Workers win fight to end illegal wage freeze


BRIAN PALLISTER CAN’T FREEZE WORKERS OUT. Justice Joan McKelvey has ruled his government has no legal right to do that.

The Pallister government froze the wages of all public service workers in 2017 when it passed the Public Services Sustainability Act (Bill 28).

The Partnership to Defend Public Services (a coalition of 20 public and private sector unions with more than 125,000 members) went to court to argue this law was an obvious violation of labour rights in the Canadian Charter of Rights and Freedoms because it made collective bargaining an impossibility.

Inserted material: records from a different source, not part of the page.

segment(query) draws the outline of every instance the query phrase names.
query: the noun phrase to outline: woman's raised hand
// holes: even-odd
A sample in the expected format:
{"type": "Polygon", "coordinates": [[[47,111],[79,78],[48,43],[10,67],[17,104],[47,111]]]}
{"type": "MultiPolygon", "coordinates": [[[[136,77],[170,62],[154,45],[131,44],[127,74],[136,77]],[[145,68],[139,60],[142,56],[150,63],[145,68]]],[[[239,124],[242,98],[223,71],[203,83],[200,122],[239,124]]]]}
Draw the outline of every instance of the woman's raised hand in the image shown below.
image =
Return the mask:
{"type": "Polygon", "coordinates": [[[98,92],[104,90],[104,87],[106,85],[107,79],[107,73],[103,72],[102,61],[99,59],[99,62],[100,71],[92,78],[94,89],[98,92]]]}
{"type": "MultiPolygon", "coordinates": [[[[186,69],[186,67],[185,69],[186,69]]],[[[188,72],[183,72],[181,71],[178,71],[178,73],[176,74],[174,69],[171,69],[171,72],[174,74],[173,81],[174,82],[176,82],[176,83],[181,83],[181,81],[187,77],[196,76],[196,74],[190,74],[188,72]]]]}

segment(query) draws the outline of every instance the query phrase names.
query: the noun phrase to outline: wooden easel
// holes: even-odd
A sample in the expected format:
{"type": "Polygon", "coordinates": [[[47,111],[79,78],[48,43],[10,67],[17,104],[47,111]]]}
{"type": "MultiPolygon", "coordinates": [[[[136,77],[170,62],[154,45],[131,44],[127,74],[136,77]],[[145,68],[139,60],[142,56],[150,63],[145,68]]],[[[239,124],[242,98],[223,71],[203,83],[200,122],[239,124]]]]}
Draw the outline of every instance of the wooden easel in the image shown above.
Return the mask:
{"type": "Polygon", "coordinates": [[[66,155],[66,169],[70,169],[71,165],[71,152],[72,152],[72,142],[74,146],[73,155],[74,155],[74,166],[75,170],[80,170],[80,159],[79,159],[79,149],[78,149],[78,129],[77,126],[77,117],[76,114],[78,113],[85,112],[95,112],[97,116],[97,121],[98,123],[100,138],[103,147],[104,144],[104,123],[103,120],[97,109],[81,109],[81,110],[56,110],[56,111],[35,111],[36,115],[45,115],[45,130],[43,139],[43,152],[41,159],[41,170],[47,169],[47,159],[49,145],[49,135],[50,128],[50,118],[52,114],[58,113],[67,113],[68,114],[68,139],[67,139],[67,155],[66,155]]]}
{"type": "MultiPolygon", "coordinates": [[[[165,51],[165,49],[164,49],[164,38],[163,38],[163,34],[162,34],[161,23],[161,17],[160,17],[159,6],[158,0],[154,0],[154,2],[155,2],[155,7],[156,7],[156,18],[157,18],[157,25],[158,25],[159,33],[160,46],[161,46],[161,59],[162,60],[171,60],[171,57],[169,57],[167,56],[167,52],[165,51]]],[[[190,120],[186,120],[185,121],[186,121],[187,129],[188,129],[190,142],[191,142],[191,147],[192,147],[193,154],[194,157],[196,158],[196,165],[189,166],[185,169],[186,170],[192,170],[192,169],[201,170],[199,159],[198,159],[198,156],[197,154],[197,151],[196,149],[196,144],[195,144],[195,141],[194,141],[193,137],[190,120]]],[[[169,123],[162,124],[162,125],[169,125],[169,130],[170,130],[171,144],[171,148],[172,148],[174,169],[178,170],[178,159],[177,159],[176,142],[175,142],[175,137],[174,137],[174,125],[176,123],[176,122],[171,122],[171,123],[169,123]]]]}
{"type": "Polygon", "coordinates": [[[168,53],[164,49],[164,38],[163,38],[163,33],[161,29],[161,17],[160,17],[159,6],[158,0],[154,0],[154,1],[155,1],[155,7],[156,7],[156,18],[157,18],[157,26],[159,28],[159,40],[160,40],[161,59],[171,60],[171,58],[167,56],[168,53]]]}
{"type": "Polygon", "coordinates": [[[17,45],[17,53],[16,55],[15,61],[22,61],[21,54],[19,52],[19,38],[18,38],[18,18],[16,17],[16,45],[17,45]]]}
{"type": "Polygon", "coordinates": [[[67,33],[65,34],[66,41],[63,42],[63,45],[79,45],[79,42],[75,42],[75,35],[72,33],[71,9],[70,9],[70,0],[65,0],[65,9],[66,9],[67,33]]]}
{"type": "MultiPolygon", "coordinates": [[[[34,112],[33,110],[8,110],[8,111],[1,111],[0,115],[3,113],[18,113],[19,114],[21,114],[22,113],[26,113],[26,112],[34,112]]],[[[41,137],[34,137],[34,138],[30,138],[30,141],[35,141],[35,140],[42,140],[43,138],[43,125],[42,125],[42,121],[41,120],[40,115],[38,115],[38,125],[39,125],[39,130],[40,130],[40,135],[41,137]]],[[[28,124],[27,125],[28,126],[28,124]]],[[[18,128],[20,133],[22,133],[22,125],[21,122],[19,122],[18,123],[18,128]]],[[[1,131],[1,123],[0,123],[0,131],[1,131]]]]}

Manitoba Court of Queen’s Bench Justice McKelvey agrees.

No right to ‘inhibit’ collective bargaining

In her June 11 ruling Justice McKelvey states that the act “... is a draconian measure which limits and reduces a union’s bargaining power...and inhibits the union’s ability to trade off monetary benefits for non-monetary enhancements, such as protection from contracting out, job security, and layoffs.

“It has left no room for a meaningful collective bargaining process on issues crucial to union memberships.”

She ruled that key provisions of the bill, including the wage limits, “are invalid and of no force and effect.

The court has not yet determined what financial and other remedies will be payable to the union plaintiffs by the government, including compensation for legal costs.

MGEU proud of their contribution

“I am deeply proud of the many contributions our staff made to the Partnership to Defend Public Services case, including researching supporting documents, reviewing affidavits and bargaining notes, meeting with our lawyers to prepare for the trial, and giving evidence,” MGEU (Manitoba Government Employees Union) President Michelle Gawrsonky said.

“Our hope now is that we will be able to return to the bargaining table and negotiate fair collective agreements for our members without heavy-handed tactics from the government.”

Cynical game politicians play

“This is a big deal for the MGEU, and all the public service workers in Manitoba, a very big deal,” says James Clancy, president of the CLI (Canadian Labour Institute). “But the truth is it won’t stop governments from attacking labour rights.”

“It’s all part of a cynical game our governments play: they know these kinds of laws are obvious charter violations, but they ram them through anyway.

“They know it will take the courts years to rule. By then everything will have changed. The government will either be out of power, or the phony crisis they manufactured will be long past and forgotten. They will manufacture a new burning issue to divert us all. The cynical cycle will continue.”

“The one certainty in all this is that as long as governments keep ‘settin’ ‘em up’, unions will keep “knockin’ ‘em down’.”

Hope Pallister sees ‘the writing on the wall’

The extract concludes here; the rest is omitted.